The Wisden Cricketer's review of this month's goings on at Gloucestershire

26-Aug-2005

Alex Gidman's match-saving double of 93 and 142 against Surrey was the summer's brightest news to date: at last the England A captain of two winters past was free of the physical woes that have dogged him this past year like angry bees.
That match, moreover, marked another small step on the road to reaffirmation for another very able young batsman. One of Gidman's accomplices in the memorable third-innings rearguard against Harbhajan Singh and co was James Pearson.
Three winters ago in Adelaide the left-handed Pearson helped England gain a shock win in an Under-19 Test.

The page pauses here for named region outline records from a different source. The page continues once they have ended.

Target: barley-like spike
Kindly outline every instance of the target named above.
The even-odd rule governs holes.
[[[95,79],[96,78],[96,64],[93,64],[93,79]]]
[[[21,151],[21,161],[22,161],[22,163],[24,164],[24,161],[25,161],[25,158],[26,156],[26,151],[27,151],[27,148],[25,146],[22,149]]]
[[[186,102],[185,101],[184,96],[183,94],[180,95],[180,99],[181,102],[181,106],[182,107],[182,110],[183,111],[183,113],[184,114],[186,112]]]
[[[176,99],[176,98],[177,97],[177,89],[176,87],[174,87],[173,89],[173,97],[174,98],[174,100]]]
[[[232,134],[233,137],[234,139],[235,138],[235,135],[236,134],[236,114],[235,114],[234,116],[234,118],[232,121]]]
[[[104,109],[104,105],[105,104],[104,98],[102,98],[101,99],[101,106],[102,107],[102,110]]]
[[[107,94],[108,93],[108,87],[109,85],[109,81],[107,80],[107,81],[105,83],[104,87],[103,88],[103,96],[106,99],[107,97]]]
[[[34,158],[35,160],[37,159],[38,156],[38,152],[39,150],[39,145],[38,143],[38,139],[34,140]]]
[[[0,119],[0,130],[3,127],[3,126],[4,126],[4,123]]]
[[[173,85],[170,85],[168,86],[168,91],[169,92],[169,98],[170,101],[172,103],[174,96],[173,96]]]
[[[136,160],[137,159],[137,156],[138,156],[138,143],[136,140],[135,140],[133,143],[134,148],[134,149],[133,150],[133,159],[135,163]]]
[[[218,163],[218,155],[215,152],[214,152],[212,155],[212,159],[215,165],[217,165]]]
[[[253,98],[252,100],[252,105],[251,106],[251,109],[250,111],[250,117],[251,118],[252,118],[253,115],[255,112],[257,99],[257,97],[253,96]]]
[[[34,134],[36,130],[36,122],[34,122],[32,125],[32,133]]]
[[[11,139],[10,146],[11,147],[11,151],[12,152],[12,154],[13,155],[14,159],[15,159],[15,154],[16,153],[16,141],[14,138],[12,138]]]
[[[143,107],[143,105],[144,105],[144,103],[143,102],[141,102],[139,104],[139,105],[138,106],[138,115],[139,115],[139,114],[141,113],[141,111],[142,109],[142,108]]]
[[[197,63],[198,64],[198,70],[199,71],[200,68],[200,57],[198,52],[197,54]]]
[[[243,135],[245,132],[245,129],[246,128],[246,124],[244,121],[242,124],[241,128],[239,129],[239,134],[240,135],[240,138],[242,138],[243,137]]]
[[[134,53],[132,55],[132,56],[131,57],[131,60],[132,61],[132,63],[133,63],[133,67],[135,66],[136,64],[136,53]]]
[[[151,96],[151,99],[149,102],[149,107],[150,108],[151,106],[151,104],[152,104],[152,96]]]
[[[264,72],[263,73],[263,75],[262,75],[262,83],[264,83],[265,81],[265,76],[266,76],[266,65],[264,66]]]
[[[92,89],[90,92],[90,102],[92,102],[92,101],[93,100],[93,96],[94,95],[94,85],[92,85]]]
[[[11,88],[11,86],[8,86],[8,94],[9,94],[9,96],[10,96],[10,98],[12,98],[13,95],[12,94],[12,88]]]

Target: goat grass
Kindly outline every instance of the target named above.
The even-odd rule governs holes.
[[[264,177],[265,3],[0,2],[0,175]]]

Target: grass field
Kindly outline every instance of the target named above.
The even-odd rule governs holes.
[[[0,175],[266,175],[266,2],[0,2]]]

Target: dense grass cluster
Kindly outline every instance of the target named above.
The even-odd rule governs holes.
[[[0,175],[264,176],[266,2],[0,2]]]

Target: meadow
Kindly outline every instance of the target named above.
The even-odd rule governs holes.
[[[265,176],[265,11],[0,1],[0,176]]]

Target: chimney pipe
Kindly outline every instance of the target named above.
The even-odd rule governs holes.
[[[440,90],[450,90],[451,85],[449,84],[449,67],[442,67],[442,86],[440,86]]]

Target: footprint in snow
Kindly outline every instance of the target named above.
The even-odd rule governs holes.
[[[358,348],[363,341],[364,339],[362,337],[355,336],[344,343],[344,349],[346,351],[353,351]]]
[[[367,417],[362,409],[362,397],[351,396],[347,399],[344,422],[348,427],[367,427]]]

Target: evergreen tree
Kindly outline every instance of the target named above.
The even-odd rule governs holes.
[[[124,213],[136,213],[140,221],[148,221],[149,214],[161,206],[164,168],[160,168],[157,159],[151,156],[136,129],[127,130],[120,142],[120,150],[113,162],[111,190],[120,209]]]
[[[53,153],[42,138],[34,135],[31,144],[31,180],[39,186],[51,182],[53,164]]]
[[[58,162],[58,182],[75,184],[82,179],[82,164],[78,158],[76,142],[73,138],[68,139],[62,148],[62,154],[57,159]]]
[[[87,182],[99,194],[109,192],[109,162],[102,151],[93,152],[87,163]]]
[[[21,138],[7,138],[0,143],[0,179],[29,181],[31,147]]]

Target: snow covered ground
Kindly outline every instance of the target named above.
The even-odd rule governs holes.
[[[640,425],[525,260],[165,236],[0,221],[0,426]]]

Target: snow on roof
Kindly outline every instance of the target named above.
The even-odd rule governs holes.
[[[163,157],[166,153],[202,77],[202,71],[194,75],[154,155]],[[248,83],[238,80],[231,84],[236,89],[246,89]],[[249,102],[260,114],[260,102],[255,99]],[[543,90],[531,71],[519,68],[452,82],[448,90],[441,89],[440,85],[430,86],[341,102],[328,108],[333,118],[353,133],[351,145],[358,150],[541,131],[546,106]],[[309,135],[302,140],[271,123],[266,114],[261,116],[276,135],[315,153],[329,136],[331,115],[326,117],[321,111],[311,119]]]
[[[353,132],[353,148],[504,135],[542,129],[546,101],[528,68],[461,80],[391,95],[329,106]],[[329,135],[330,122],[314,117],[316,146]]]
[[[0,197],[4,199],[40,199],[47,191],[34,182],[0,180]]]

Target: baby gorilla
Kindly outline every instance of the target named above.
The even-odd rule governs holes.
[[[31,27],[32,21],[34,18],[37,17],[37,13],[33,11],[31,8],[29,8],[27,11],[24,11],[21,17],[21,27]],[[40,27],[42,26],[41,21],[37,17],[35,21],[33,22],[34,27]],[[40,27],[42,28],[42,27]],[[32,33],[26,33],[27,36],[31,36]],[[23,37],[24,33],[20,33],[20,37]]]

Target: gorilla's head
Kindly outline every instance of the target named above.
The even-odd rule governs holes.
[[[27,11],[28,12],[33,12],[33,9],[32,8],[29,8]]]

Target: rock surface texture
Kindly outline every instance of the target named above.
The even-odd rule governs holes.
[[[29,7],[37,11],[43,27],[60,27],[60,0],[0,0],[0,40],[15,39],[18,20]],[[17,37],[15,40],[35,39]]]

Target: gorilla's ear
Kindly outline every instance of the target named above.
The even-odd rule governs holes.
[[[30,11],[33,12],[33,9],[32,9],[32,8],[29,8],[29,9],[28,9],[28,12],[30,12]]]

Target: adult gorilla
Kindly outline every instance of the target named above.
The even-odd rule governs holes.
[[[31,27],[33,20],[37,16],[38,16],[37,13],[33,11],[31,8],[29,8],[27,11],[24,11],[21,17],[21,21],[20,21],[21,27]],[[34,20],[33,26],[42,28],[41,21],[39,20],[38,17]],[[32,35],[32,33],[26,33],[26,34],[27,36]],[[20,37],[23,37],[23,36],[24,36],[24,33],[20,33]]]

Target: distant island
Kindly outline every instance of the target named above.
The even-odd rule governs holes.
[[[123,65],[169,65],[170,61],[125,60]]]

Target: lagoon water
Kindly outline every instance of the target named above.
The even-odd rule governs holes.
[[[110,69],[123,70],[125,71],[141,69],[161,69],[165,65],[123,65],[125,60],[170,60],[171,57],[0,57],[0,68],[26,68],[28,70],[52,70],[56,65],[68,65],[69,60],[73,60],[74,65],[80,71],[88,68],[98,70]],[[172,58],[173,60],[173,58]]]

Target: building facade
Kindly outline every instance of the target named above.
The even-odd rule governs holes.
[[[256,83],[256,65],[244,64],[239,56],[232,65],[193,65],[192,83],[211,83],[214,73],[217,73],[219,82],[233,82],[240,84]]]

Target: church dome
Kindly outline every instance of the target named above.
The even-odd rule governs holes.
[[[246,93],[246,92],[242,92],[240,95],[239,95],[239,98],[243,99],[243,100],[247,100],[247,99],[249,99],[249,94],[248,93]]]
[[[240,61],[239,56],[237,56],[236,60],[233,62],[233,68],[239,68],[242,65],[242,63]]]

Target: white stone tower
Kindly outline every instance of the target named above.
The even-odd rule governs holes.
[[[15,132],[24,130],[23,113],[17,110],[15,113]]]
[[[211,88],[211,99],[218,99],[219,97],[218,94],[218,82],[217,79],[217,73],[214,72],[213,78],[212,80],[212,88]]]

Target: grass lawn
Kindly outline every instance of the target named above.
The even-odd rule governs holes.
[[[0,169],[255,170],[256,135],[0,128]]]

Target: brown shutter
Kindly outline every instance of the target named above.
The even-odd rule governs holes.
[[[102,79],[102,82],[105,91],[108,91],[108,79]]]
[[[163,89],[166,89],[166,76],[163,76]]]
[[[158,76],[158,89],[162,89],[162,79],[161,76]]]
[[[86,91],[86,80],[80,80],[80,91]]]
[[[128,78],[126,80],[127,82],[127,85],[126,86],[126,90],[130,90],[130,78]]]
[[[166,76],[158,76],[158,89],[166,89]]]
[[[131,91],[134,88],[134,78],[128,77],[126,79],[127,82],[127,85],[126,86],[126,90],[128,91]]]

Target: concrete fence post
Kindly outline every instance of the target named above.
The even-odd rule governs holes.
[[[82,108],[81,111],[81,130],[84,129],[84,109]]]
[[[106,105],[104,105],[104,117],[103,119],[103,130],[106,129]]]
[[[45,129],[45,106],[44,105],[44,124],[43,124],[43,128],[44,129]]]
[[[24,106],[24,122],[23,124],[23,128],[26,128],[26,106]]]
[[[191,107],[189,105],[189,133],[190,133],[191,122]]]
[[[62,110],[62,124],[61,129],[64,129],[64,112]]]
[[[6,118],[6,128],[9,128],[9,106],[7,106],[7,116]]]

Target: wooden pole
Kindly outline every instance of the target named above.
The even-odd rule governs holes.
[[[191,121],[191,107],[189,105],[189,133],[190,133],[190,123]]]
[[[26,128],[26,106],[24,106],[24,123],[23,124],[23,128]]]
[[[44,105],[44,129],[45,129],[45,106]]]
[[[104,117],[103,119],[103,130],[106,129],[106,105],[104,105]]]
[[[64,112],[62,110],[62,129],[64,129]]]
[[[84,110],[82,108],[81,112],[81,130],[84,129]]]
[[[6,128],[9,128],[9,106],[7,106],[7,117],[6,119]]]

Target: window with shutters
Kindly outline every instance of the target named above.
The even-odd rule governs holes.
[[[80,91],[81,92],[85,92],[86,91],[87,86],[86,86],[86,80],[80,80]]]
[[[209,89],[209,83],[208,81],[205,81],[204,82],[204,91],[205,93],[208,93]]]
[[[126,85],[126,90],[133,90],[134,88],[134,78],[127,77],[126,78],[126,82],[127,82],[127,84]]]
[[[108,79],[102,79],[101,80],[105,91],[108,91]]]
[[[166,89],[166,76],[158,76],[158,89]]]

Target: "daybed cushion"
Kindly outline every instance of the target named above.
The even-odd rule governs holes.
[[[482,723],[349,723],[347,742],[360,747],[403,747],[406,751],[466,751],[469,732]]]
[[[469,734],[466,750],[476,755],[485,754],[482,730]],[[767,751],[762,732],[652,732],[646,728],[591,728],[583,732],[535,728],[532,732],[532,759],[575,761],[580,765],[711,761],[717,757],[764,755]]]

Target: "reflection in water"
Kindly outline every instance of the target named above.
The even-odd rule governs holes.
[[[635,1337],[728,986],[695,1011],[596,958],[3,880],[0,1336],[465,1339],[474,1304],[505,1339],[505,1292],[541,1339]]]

But after three games in 2002 he waited until this May for his next Championship appearance. A gritty 68 in a vain struggle to avoid an innings mauling by Nottinghamshire bespoke a fellow eager to make amends. That his next half-century came during a similarly merciless drubbing by Warwickshire said much for the fire within.
Gloucestershire's player/coach Mark Alleyne noted last summer, when discussing the declining Anglo-Caribbean presence on the circuit, that Pearson, who learnt his classically inclined, unhurried style at Bristol West Indies CC, had become isolated in the dressing room. "He's struggling. He comes in, puts the CD on and he's just waiting for someone to say, `That's rubbish.' And he loves Lara and the West Indies. The more he goes on about them, the more he's going to be isolated." It was clearly an attempt at a wake-up call; let the ends justify the means.
Moment of the month A Craig Spearman-led totesport charge which made mincemeat of Middlesex's 333.